Additionally, through its Summary of Economic Projections, the Fed forecast that the core Personal Consumption Expenditures (PCE) inflation rate will decrease from 3.0% at the end of 2025 to 2.5% by the end of 2026, fueling market expectations for more room for future rate cuts. The Fed's confirmation of its plan to resume purchases of short-term Treasury securities that day also had a positive impact on investor sentiment.
The market is now anticipating more than two rate cuts next year, exceeding the Fed's projection of just one. According to the CME FedWatch tool at the Chicago Mercantile Exchange, as of today, the interest rate futures market reflects a 70.6% probability that rates will be at least 0.5 percentage points lower by the end of 2026, up from 6.13% the previous day.
US Treasury yields are also on the decline.
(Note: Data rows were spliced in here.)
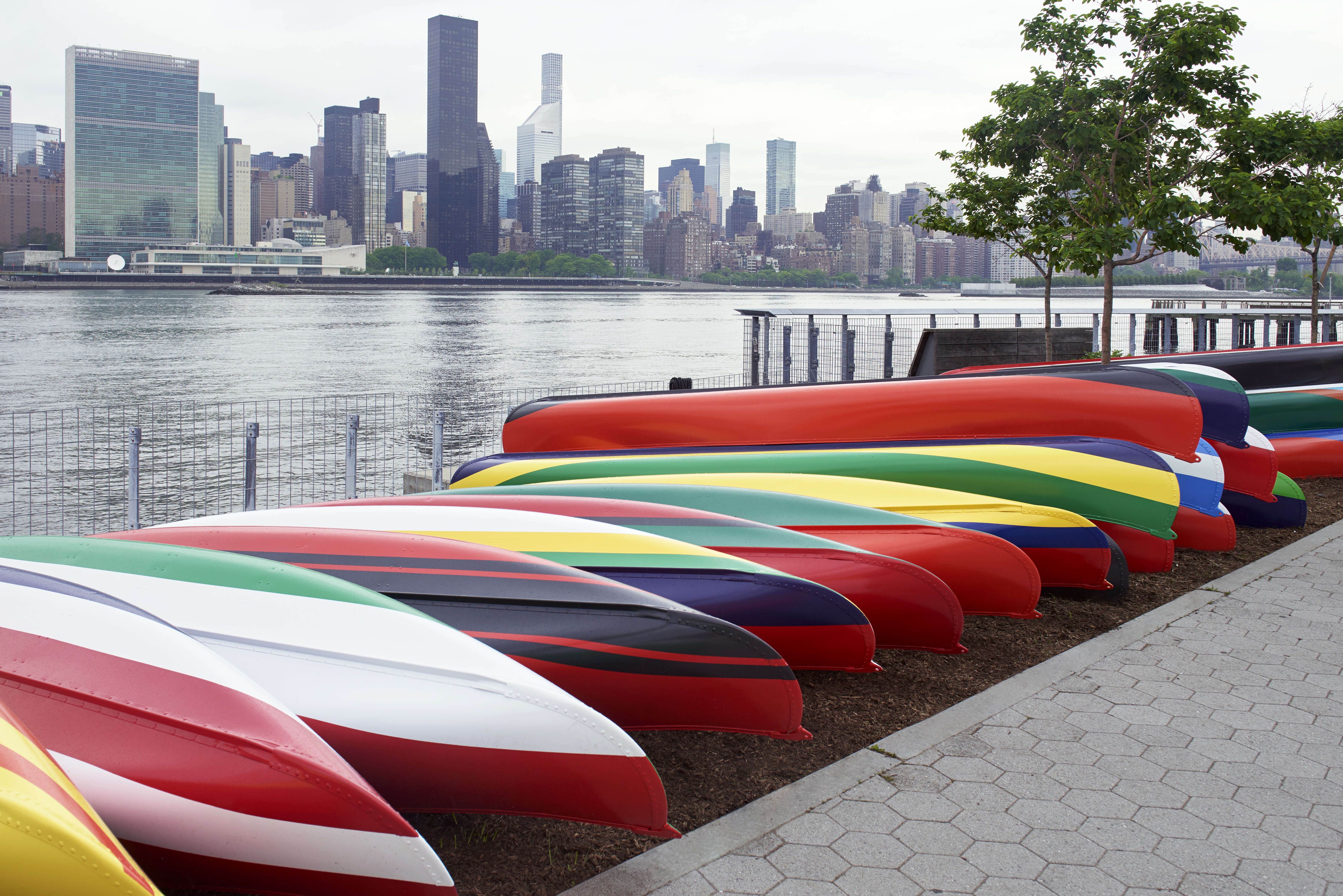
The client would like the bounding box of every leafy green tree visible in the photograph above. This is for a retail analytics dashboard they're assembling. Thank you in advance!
[978,0,1256,363]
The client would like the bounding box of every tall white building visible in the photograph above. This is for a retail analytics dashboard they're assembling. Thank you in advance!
[219,138,251,246]
[516,52,564,184]
[704,144,732,223]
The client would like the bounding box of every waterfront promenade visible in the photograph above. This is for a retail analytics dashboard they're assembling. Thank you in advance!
[565,523,1343,896]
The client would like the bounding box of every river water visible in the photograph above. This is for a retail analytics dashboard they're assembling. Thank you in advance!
[0,290,1155,411]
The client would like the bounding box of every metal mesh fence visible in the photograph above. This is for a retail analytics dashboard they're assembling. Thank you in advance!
[741,310,1338,385]
[0,375,741,535]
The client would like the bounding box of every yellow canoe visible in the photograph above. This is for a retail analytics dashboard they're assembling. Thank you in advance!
[0,703,161,896]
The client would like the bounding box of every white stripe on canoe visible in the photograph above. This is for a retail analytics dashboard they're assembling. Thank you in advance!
[155,504,677,539]
[0,583,297,720]
[52,754,453,887]
[7,560,643,756]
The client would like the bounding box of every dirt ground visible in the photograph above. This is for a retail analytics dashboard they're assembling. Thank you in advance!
[165,479,1343,896]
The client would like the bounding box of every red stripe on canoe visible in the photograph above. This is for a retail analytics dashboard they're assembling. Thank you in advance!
[0,627,415,836]
[303,719,681,837]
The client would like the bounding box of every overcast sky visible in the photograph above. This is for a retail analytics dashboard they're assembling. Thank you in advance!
[0,0,1343,211]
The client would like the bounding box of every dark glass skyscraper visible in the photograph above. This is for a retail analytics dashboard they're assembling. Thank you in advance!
[426,16,500,266]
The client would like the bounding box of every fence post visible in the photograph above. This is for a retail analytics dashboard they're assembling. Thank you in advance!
[243,423,261,511]
[881,314,896,380]
[807,314,821,383]
[345,414,359,500]
[430,411,447,492]
[126,426,140,529]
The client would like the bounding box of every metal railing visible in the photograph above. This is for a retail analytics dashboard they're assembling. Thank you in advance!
[0,375,741,535]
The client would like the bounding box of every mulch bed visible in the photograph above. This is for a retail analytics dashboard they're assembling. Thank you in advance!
[176,479,1343,896]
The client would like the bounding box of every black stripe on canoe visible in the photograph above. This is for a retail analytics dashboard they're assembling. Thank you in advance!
[391,595,791,666]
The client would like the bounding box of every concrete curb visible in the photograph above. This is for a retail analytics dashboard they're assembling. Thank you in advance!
[561,520,1343,896]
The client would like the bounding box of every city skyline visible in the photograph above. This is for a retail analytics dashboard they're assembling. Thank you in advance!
[0,0,1338,217]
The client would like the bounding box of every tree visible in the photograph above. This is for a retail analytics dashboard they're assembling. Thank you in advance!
[990,0,1256,363]
[1226,106,1343,343]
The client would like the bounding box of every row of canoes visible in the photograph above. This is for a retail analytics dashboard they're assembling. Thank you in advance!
[10,340,1343,895]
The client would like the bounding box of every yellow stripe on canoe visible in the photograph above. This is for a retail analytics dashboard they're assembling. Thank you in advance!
[0,717,161,896]
[398,529,741,557]
[540,473,1092,528]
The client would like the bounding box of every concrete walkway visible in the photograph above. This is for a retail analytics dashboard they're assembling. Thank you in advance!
[568,524,1343,896]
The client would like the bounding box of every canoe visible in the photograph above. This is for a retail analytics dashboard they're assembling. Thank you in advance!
[387,486,1040,620]
[437,482,1041,618]
[467,473,1124,590]
[504,367,1203,462]
[453,437,1176,572]
[1249,383,1343,434]
[1222,473,1307,529]
[152,506,918,672]
[0,536,675,838]
[104,527,809,740]
[941,356,1249,447]
[0,561,457,896]
[1268,427,1343,479]
[0,703,162,896]
[308,490,1010,623]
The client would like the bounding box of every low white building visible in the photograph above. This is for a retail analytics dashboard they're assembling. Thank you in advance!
[128,239,368,277]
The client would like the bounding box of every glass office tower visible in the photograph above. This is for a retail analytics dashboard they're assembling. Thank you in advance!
[66,47,200,258]
[426,16,500,267]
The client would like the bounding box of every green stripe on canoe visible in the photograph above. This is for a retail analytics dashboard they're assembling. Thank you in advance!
[493,451,1178,539]
[435,482,956,528]
[1249,392,1343,433]
[0,535,432,619]
[1273,473,1305,501]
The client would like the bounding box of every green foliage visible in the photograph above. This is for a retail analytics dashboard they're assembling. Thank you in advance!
[467,249,618,277]
[1013,270,1215,289]
[365,246,447,274]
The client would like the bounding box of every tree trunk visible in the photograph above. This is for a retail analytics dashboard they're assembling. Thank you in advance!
[1045,265,1054,361]
[1100,262,1115,364]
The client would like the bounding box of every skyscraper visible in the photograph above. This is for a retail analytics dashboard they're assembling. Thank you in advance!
[427,16,500,266]
[66,47,199,258]
[591,146,647,275]
[196,93,224,246]
[516,52,564,184]
[764,138,795,217]
[0,85,14,175]
[322,97,387,250]
[704,144,732,228]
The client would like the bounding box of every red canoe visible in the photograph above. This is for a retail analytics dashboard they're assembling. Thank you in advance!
[504,367,1203,463]
[102,527,810,740]
[308,493,966,653]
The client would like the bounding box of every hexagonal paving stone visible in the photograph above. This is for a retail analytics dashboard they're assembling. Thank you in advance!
[775,806,838,846]
[822,799,904,842]
[964,842,1046,880]
[900,856,984,893]
[700,856,783,893]
[830,832,913,868]
[768,844,849,880]
[886,790,960,821]
[894,821,974,856]
[951,809,1030,844]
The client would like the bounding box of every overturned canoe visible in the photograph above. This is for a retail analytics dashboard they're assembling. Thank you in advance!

The yield on the benchmark 10-year US Treasury note fell by 3 basis points (1bp = 0.01 percentage points) from the previous session to 4.15%, while the yield on the two-year Treasury note, which is sensitive to monetary policy, dropped by 6 basis points to 3.54%.
Jose Torres, Senior Economist at Interactive Brokers, commented, "The news of balance sheet expansion is certainly encouraging and more than offsets concerns that the extent of future rate cuts will be limited," adding, "Moreover, the strong growth, moderated inflation, and neutral employment outlook reflected in the economic projections are all positive for both stock and bond returns."
By stock, US manufacturer GE Vernova surged 15.59% after announcing an increase in its share buyback program and dividends. Amazon rose 1.69% after stating it would invest $35 billion in India over the next five years. Apple gained 0.58%. Microsoft and Nvidia declined by 2.78% and 0.64%, respectively.